Он потянул из мундштука дым, закутался египетским облаком, и лишь после этого отчеканил:
- Не попадаться.
Затем начоперод поднялся и подошел ко мне.
- А если б ты летчиком раньше был, бомбу сбросил бы что ли? - И в ласковости его хихикало зловещее притворство, усиливаемое барским постукиванием трубки: "чуки чуки чук, чуки чуки чук".
- Я, гражданин начальник, между прочим, задание выполнил и Марвич, между прочим, сидит в нашем ВИЗО*, а не у моряков.
Полюдов съел "гражданина" и стал сосредоточенно поджигать черный табак.
- Славно время провели, - чмыхнул Евграф, устраиваясь за столом. - Авто поперек дороги, стрельба прямой наводкой в жилмассиве, плюс взвод моряков, наблюдающих за вашими плясками. Это ты, Саблин, орал там: "Я уполномоченный командир ОСКОЛ, все лицом к стене"? Так вроде?
- Так.
* ВИЗО - временный изолятор.
- А ты в курсе, что нашего учреждения не существует в природе, и то, чем здесь мы занимаемся, знают лишь двенадцать человек в Городе?
Полюдов смотрел, как часовщик, разглядывающий винтики сложного механизма, словно оценивая: заменить деталь или, хорошенько почистив, установить на прежнее место. Как бы в сговоре с начальником, яркий луч пробивался между портьерами, издевательски слепя лицо.
- А ты, Сарафанов, чего кривишься? Больно?
- Больно.
- А ты примочи свинцом, помогает.
Михей, конечно, мог возразить, что в морской контрразведке не мальчики из приюта работают и, если б не затеянная им возня, то в подвале могли остаться три наших трупа. Черт бы его подрал, этого флотского майора. Заварил парняга такую густую кашу, что в ней зелеными мухами увязли и контрразведка моряков, и наш особотдел, и даже военная прокуратура.
Недобро глядел Евграф, очень недобро. Колючий взгляд остановился на мне, и ощущение было из тех, какие бывают при вдавливании гвоздя в грудь по шляпку.
- Поедешь в штаб Морской обороны. Разыщи комиссара и нарисуй полную картину происшествия по легенде.
Моряки затеяли эту возню, потому что Марвич была гражданской супругой капитана Марефьева. Он был найден у себя на квартире убитым; карты минных полей у острова Сескер, находившиеся при нем исчезли, а соседи рассказали, что кроме Татьяны убить его никто не мог - шум ссоры доносился прямо во двор. Таня выскочила в крайне возбужденном состоянии (на себя не похожа) и больше никто ее не видел. Марефьева живым после ссоры тоже.
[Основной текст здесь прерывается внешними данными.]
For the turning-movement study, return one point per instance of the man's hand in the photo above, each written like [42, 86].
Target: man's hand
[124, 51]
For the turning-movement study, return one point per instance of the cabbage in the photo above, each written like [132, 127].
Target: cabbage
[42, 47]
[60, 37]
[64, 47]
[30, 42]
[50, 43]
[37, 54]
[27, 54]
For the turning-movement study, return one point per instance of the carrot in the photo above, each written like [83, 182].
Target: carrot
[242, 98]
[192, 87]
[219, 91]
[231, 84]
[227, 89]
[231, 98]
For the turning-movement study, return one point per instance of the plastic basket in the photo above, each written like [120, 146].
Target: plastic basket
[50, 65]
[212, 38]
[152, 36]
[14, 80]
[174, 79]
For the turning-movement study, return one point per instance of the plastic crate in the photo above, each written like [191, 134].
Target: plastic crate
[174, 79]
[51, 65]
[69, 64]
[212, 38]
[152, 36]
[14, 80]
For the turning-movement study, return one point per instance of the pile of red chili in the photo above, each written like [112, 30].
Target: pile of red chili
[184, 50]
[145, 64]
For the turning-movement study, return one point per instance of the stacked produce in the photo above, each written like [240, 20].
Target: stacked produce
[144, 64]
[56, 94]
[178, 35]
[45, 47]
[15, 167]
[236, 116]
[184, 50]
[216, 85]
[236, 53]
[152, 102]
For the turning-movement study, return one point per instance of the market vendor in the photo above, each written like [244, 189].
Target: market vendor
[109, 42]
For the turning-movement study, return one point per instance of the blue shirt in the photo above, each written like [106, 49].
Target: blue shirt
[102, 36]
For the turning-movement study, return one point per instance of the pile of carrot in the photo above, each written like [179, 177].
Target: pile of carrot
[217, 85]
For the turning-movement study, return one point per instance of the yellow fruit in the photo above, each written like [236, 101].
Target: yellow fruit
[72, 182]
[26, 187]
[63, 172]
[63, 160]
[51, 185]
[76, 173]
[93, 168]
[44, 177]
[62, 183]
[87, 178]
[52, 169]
Скорее всего, так и было. Медсестра перед внеочередным дежурством заскочила домой, где проявилось ее заражение кисляком, а несчастный супруг в это время оказался рядом. Балтийская контрразведка вычислила ее удивительно быстро, и, оглушив меня, капюшононосец Скляров забрал медсестру в свой пикап.
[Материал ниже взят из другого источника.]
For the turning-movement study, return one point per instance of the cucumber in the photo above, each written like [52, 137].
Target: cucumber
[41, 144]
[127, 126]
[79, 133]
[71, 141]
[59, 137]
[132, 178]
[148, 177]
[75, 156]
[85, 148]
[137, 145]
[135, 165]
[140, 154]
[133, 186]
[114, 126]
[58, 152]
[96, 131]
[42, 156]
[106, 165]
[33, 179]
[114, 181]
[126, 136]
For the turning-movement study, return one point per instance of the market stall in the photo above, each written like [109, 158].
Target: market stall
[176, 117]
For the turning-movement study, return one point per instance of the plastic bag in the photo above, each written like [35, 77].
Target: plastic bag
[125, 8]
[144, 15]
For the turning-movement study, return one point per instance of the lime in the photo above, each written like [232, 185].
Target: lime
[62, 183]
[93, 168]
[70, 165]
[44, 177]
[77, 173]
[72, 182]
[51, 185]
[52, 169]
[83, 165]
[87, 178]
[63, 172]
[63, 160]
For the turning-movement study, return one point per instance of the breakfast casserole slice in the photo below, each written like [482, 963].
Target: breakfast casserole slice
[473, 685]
Неприметные военные, уверенно стоявшие на перекрестке, утвердили его во мнении, что не только флот ищет жену Марефьева. Моряцкое авто проскочило на Менделеевскую и дальше в объезд. Около дома медсестры Скляров остановился, чтобы самому поискать пропавшие бумаги и вызвать подмогу телефоном - их транспорт не оборудован радиосвязью. Это подкрепление и взяло нас в клещи в том подвале.